Options, cheapest first:

  1. An ADR-lite log under docs/decisions/. One short Markdown file per decision: context, decision, consequences, date, links. This is the industry-standard Architecture Decision Record pattern, and it's a near-exact fit for "track decision history, portably." Numbered like PRDs (0001-merge-with-rebase.md). ~10 lines each; the discipline is writing them, not the format.
  2. Reuse the journal. The repo ships an init-entry skill that writes timestamped prose to docs/JOURNAL.md (not yet created here). A stream-of-thought journal is a fine home for decision narrative and is already part of the toolchain — lower ceremony than ADRs, less structured for later retrieval. The tag-entries skill could tag decision entries for grep-ability.
  3. Periodic issue export. Belt-and-suspenders: a scheduled job hits the Gitea API and dumps open/closed issues + comments to JSON under docs/issues-archive/, committed. Preserves the raw thread against losing Gitea without changing daily workflow. Mechanical, not a substitute for reifying rationale (a JSON dump of a thread is evidence, not a decision).
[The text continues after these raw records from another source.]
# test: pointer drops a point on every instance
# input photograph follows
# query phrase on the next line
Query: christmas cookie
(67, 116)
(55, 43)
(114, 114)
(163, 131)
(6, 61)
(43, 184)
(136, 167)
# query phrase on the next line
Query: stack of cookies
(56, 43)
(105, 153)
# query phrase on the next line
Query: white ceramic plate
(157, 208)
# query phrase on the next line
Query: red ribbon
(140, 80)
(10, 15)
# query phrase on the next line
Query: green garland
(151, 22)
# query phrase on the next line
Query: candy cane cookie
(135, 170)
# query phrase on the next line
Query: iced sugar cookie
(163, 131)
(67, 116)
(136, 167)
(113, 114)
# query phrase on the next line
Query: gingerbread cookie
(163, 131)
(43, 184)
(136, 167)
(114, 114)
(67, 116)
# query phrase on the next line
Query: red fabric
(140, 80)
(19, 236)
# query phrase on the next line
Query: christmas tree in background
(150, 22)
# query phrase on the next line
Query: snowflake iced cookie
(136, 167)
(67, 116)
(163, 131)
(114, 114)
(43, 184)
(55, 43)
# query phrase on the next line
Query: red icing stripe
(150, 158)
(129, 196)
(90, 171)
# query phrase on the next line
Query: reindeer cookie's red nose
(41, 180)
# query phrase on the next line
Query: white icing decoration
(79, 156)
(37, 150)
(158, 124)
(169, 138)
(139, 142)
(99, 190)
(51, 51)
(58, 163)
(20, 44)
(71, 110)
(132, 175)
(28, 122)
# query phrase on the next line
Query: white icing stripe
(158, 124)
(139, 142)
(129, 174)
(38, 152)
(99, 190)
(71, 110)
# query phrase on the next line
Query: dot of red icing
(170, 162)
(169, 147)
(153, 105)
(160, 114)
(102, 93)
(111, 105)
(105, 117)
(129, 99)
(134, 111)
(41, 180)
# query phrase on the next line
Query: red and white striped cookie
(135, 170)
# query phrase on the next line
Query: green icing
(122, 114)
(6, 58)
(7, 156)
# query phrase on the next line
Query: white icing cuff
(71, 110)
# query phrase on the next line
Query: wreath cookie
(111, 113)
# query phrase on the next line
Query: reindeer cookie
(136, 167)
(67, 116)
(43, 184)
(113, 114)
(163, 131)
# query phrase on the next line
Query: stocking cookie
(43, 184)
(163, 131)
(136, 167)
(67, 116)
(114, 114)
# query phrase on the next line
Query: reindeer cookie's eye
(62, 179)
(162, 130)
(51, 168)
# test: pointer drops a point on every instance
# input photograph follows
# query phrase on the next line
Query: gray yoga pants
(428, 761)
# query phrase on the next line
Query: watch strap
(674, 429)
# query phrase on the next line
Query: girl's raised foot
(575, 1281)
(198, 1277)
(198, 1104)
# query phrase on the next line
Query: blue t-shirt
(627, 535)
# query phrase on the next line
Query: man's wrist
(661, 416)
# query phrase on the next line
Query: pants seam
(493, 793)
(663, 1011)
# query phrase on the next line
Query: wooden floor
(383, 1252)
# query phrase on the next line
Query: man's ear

These compose: ADRs/journal for the decision, optional export for the raw evidence, issues for live coordination.

Recommendation

  1. Keep Gitea issues for intake, triage, and discussion. Don't fight Gitea on the things it's good at.
  2. Make the repo the system of record. Adopt the rule: no decision is "done" until its rationale exists in a versioned file (PRD, research note, or decision log). The issue is a pointer, never the sole source.
  3. Add docs/decisions/ (ADR-lite). Smallest change that closes the real gap — sub-PRD requests and non-feature decisions. Start by back-filling the few decisions already made only in threads or chat (rebase-merge policy; the agent-identity trust call from PRD 0027).
  4. Retrofit PRD 0025 to inline its #88 rationale, removing the one existing hard dependency on a Gitea thread.
  5. Treat issue numbers as disposable. When a PRD/commit cites an issue, ensure the cited content is mirrored in-repo so the citation degrades to a dead-but-harmless link, not lost information. (The already-broken claude-bottle/issues/88 link is the warning.)
  6. Optional: automate a Gitea issue export into the repo if you want the raw threads preserved without manual transcription.

Net: issues stay, because the alternative to issues is chat, which is worse. But the project's durable memory must live where the project already lives — in the clone — so that moving off Gitea, or losing it, costs you a backlog you can rebuild, never a history you can't.